Personal information
- Born: 6 February 1977 (age 49)
- Nationality: Norwegian
- Height: 175 cm (5 ft 9 in)
- Playing position: Right back, centre back

Club information
- Current club: Retired

Senior clubs
- Years: Team
- 1996–1997: Fjellhammer IL
- 1997–1998: ASPTT Metz
- 1998-2001: Ikast FS
- 2001-2005: KIF Kolding

National team
- Years: Team / Apps / (Gls)
- 1998–2000: Norway / 13 / (12)

Medal record
Representing Norway
Women's handball
European Championship
| Gold medal – first place | 1998 Netherlands | Team |

= Camilla Carstens =

Norwegian team handball player (born 1977)

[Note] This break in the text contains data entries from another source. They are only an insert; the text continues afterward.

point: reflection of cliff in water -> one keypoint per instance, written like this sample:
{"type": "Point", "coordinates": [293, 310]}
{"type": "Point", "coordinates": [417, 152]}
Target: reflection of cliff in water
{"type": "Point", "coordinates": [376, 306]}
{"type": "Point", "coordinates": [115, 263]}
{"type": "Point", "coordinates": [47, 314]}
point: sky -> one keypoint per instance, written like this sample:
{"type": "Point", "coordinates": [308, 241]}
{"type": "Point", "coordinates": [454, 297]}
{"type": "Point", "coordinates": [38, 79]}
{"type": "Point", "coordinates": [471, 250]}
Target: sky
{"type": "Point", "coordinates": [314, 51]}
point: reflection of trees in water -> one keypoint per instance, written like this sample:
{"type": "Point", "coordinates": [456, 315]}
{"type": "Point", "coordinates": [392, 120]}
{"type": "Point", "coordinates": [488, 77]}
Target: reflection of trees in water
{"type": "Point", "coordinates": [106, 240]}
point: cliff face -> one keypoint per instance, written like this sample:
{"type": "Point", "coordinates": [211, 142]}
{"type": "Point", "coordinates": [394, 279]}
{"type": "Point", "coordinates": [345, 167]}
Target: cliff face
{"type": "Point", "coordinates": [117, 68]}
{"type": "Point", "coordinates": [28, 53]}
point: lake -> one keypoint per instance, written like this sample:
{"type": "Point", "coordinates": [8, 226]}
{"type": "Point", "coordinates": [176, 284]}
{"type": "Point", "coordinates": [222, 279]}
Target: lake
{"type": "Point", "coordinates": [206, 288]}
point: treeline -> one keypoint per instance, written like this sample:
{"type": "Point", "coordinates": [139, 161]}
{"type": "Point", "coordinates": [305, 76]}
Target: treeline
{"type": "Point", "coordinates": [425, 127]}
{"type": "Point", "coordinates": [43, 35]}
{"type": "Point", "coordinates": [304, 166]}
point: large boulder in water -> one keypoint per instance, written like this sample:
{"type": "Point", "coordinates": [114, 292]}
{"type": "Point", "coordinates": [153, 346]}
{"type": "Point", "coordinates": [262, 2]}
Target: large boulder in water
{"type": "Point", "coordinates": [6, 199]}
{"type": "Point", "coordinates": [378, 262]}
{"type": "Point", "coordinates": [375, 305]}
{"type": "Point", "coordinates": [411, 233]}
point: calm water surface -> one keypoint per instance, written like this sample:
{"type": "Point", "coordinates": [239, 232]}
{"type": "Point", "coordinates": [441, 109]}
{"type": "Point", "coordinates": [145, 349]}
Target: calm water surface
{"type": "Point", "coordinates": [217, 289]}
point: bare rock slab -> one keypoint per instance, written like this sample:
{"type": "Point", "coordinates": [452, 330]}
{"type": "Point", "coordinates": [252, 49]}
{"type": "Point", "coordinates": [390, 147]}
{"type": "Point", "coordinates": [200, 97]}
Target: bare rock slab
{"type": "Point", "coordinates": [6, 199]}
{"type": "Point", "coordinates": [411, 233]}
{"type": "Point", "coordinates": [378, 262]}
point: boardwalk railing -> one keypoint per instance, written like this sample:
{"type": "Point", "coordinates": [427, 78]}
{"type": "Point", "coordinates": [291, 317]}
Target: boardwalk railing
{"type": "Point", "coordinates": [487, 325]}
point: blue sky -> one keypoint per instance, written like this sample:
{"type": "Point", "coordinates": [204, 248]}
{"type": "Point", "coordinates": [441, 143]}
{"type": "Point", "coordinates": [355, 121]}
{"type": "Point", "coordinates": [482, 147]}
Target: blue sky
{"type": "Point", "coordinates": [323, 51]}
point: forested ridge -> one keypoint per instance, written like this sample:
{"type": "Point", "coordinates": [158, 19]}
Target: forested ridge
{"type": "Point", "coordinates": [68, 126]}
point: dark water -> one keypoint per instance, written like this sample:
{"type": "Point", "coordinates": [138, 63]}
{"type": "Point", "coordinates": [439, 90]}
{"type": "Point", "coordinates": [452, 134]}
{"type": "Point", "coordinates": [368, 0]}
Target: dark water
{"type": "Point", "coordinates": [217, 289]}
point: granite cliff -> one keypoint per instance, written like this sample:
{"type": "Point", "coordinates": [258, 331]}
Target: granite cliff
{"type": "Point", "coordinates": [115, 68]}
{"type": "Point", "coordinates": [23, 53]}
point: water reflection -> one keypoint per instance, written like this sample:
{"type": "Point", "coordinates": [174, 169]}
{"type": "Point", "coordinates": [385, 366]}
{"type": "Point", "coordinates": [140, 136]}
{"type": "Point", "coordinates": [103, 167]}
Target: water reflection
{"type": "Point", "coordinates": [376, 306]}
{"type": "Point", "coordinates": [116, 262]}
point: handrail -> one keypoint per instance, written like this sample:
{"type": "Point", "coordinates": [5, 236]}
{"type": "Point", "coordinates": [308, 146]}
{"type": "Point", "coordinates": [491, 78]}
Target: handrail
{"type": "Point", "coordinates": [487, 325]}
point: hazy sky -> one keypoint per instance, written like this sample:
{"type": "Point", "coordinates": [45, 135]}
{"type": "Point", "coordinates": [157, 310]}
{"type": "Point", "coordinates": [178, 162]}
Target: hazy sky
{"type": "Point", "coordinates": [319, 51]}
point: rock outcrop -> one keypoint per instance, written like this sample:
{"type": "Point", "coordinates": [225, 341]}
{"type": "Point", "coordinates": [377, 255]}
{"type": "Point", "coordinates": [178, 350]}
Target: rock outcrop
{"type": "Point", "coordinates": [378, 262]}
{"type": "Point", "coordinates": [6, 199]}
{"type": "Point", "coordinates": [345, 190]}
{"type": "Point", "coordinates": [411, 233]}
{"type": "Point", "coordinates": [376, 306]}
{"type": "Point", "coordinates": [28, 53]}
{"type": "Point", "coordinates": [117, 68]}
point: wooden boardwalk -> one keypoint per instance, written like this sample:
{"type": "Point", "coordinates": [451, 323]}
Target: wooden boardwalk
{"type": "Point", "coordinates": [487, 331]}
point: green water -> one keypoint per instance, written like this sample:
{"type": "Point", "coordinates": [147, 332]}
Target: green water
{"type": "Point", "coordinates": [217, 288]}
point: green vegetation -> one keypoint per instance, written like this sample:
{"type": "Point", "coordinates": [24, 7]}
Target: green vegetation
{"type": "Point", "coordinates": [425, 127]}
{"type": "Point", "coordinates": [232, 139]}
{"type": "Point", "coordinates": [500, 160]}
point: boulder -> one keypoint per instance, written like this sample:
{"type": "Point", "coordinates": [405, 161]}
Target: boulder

Camilla Carstens (born 6 February 1977) is a Norwegian team handball player. She played for Fjellhammer IL, ASPTT Metz in France and the Danish clubs Ikast FS and KIF Kolding. She also played on the Norway women's national handball team. She became European champion with the Norwegian team in 1998. This was the first time Norway won that title.

Carstens made her debut on the national team in 1998 while playing for Metz Handball. She played 13 matches and scored 12 goals for the Norwegian national handball team between 1998 and 2000.

While playing for Ikast FS she grew tired of playing as a right back and switched clubs to KIF Kolding to be able to play as a centre back. Here she played until 2005.